Turbocharger issues in the 2011-2014 models led many owners to upgrade their 1st generation 6.7L with a post-2015 turbo.

2011-2012 Honeywell DualBoost Turbo

2011-2012 models used ceramic ball bearings in the Honeywell DualBoost Turbo. Later years switched to steel ball bearings.

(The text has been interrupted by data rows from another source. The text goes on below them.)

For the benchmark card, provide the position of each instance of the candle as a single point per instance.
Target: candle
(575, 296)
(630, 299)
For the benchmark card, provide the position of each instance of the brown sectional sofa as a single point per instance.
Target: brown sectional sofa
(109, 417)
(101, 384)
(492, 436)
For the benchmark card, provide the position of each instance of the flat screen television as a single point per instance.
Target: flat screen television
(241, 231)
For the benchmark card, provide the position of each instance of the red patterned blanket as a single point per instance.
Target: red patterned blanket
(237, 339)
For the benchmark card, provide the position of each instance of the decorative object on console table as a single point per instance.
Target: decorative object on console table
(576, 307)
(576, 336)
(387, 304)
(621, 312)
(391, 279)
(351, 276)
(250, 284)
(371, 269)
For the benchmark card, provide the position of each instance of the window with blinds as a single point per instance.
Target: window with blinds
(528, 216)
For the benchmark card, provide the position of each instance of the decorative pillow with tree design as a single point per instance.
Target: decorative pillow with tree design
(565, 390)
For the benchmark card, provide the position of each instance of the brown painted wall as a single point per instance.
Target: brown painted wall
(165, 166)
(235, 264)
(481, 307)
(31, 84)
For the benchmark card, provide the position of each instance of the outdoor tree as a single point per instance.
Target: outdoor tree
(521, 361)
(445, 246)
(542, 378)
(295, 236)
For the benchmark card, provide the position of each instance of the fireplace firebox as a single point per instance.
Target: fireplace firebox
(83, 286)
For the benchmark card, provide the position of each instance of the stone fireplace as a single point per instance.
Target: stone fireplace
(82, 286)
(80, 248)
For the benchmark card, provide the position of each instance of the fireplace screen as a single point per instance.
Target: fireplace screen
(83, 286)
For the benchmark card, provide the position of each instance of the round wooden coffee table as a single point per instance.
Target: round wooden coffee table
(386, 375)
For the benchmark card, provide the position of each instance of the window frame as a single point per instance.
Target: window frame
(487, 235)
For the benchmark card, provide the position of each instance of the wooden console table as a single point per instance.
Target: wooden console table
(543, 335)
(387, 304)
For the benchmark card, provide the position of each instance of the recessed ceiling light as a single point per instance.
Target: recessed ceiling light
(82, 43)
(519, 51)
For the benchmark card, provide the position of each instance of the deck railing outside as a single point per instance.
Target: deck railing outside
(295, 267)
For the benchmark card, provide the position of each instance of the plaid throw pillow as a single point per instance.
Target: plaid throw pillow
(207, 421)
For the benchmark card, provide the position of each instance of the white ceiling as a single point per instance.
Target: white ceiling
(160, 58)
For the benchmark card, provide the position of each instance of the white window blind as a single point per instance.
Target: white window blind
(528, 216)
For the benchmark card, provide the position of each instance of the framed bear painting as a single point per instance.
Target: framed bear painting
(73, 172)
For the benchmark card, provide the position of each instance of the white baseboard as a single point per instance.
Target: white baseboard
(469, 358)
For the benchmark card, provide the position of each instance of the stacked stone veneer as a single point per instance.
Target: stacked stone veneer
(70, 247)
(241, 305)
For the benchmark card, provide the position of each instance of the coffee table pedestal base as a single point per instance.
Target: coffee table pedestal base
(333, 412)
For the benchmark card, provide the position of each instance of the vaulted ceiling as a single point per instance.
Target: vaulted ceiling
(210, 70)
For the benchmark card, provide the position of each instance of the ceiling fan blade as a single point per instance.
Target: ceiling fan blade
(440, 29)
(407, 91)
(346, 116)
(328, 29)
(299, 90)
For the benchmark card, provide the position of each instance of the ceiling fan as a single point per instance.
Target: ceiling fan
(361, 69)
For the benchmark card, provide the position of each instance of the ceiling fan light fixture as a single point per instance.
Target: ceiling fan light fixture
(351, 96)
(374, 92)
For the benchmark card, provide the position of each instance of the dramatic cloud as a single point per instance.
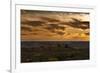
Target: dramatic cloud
(51, 25)
(76, 23)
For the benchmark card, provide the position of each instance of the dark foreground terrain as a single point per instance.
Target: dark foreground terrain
(43, 51)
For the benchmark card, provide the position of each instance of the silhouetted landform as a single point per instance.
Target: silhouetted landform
(44, 51)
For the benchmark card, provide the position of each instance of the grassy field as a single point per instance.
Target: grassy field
(43, 51)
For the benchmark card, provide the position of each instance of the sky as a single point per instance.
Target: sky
(54, 26)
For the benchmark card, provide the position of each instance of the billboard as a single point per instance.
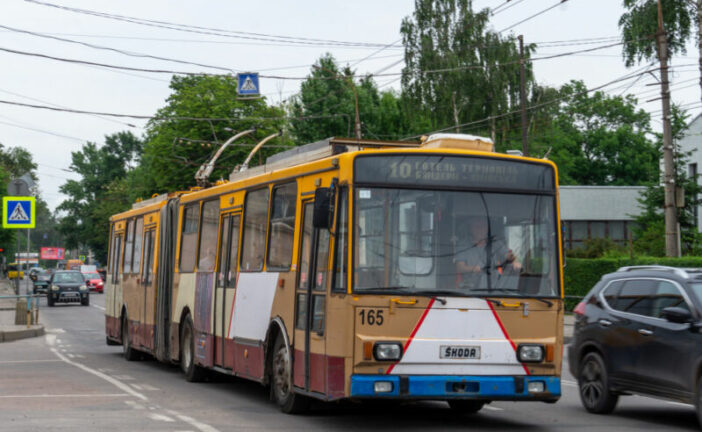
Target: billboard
(53, 253)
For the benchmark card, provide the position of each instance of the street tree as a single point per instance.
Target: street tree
(178, 141)
(459, 71)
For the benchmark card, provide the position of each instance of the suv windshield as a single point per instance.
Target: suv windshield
(72, 277)
(455, 243)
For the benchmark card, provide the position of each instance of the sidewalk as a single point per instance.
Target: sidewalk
(8, 330)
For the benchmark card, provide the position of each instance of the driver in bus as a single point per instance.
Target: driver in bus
(472, 260)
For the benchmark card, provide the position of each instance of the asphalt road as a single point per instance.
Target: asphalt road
(71, 380)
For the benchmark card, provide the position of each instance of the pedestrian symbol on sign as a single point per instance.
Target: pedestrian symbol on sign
(18, 214)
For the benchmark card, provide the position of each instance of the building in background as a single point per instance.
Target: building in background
(589, 212)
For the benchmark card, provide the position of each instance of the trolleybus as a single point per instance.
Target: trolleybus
(353, 269)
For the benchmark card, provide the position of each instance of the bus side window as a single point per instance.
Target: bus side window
(128, 244)
(116, 253)
(255, 224)
(147, 270)
(208, 236)
(138, 232)
(282, 227)
(188, 241)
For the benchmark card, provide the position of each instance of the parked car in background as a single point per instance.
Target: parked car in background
(68, 286)
(638, 331)
(34, 271)
(41, 282)
(94, 281)
(14, 271)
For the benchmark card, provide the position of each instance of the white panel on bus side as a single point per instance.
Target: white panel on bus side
(253, 303)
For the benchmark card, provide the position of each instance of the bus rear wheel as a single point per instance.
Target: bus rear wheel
(193, 372)
(130, 354)
(466, 406)
(282, 380)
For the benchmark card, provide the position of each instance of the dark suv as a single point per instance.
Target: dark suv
(638, 331)
(68, 286)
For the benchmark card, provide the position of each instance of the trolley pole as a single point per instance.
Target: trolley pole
(522, 95)
(672, 236)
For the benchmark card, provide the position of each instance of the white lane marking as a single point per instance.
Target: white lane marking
(135, 405)
(50, 339)
(160, 417)
(63, 395)
(202, 427)
(120, 385)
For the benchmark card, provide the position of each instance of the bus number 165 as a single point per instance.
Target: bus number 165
(371, 316)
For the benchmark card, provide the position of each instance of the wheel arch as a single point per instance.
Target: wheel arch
(275, 328)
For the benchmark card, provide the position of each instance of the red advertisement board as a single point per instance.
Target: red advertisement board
(52, 253)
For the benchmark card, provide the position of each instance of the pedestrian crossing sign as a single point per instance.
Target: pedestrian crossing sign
(18, 212)
(247, 84)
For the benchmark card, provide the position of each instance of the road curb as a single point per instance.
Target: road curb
(9, 335)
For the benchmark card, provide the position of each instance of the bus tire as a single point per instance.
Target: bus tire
(130, 354)
(466, 406)
(593, 383)
(193, 372)
(282, 380)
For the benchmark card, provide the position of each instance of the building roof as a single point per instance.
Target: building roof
(600, 202)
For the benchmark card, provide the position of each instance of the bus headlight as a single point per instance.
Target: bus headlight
(531, 353)
(387, 351)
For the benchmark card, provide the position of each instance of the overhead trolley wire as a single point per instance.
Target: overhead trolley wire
(210, 30)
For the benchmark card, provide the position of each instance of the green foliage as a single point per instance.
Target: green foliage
(478, 71)
(650, 229)
(598, 139)
(325, 106)
(639, 25)
(597, 248)
(92, 199)
(175, 148)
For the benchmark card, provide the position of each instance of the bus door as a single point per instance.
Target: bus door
(310, 364)
(225, 288)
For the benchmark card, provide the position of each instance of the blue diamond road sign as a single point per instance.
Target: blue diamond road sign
(18, 212)
(247, 84)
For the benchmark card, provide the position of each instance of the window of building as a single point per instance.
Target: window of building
(188, 241)
(282, 227)
(208, 236)
(255, 224)
(138, 231)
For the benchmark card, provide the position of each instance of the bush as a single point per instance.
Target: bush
(580, 275)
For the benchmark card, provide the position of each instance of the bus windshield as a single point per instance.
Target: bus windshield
(447, 242)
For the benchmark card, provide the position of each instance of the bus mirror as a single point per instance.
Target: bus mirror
(323, 208)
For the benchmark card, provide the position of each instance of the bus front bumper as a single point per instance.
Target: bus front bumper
(534, 388)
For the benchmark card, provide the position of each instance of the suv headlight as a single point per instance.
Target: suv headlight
(387, 351)
(530, 353)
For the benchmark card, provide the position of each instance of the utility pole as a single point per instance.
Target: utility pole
(522, 95)
(672, 238)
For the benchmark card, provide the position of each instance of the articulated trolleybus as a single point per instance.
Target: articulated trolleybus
(353, 269)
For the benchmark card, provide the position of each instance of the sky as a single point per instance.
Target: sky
(52, 136)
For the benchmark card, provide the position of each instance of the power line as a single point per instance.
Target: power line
(210, 30)
(530, 17)
(123, 52)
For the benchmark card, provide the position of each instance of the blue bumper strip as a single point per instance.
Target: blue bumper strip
(456, 386)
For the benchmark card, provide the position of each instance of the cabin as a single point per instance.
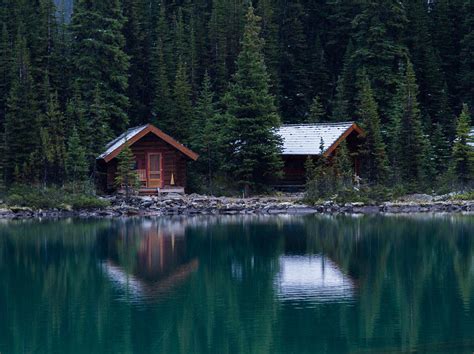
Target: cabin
(301, 141)
(161, 161)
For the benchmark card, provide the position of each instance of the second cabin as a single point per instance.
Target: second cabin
(301, 141)
(161, 161)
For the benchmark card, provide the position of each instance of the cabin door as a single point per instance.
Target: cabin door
(154, 170)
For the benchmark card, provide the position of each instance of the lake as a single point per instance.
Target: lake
(273, 284)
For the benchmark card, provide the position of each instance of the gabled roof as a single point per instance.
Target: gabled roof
(305, 139)
(132, 135)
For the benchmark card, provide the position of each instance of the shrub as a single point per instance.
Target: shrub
(48, 198)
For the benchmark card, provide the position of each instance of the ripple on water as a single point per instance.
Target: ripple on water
(310, 280)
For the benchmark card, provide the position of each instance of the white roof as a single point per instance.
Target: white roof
(120, 140)
(305, 139)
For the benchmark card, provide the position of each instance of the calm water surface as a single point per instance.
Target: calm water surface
(238, 285)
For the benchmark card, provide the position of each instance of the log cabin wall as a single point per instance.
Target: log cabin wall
(173, 161)
(294, 172)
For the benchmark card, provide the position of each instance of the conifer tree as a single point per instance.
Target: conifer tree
(206, 132)
(182, 102)
(414, 157)
(340, 104)
(375, 157)
(378, 31)
(343, 166)
(316, 111)
(53, 145)
(6, 57)
(75, 163)
(294, 70)
(21, 122)
(252, 114)
(99, 118)
(441, 150)
(99, 59)
(467, 57)
(137, 48)
(462, 153)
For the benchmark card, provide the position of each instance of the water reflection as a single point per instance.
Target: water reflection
(313, 279)
(147, 259)
(238, 285)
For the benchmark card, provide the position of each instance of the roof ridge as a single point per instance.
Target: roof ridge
(315, 124)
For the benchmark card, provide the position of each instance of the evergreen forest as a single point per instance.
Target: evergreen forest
(220, 75)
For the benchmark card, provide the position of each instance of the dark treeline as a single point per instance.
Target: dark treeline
(218, 77)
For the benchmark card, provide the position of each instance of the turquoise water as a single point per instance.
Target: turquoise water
(304, 284)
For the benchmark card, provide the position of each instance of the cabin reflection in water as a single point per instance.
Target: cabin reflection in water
(148, 259)
(312, 278)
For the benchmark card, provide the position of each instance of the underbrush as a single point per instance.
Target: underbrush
(52, 197)
(469, 195)
(366, 195)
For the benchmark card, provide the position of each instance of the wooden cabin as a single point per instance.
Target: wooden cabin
(160, 160)
(301, 141)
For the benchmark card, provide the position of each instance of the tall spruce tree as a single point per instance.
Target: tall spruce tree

2011-2014 Garrett GT32 SST VGT Turbo

2011-2014 models with the dual compressor wheel Garrett GT32 SST VGT were prone to overspeeding due to the undersized 64mm turbine wheel. Under heavy load, this turbo can reach shaft speeds of 150,000-160,000 rpm.

2011-2014 soot buildup

2011-2014 models experienced excessive soot buildup, leading to premature VGT failure.

Fuel Pump Failures

Bosch CP4.2 high-pressure fuel pump failure in the 1st and 2nd generation 6.7 Powerstroke. A typical failure scenario begins when a lifter bucket rotates in its bore due to air bubbles within the housing, causing the pressed-in roller at the bottom to ride perpendicular to the cam lobe rather than parallel, resulting in metal-on-metal contact and the creation of metal shavings. These metal fragments contaminate the high-pressure and return circuits, damaging fuel lines, rails, injectors, and the lift pump. Ford switched to a new injection pump in 2020 with their third-generation 6.7 Power Stroke.

EGT Sensor Failure

EGT Sensor failure, primarily in 2011-2012 Chassis Cab (F-350 through F-550) “Ambulance Package” trucks.

NOx Sensor Problems

2011 models had frequent NOx sensor problems, causing the engine to go into limp mode. Ford addressed this by replacing faulty sensors and upgrading the emission control strategy.

EGR Cooler Clogging

EGR coolers can experience clogging issues with soot (carbon) buildup on the cooler core.

Broken Glow Plugs

Broken glow plugs: some early Chassis Cab models experienced glow plug tip breakage, leading to catastrophic engine failure.

Radiator Flaws

Flaws in the primary stock radiator & at the coolant inlet on the turbo, primarily in early 2011 models.

Valve Train Issues

Valve train issues, including rocker arm assembly breakage.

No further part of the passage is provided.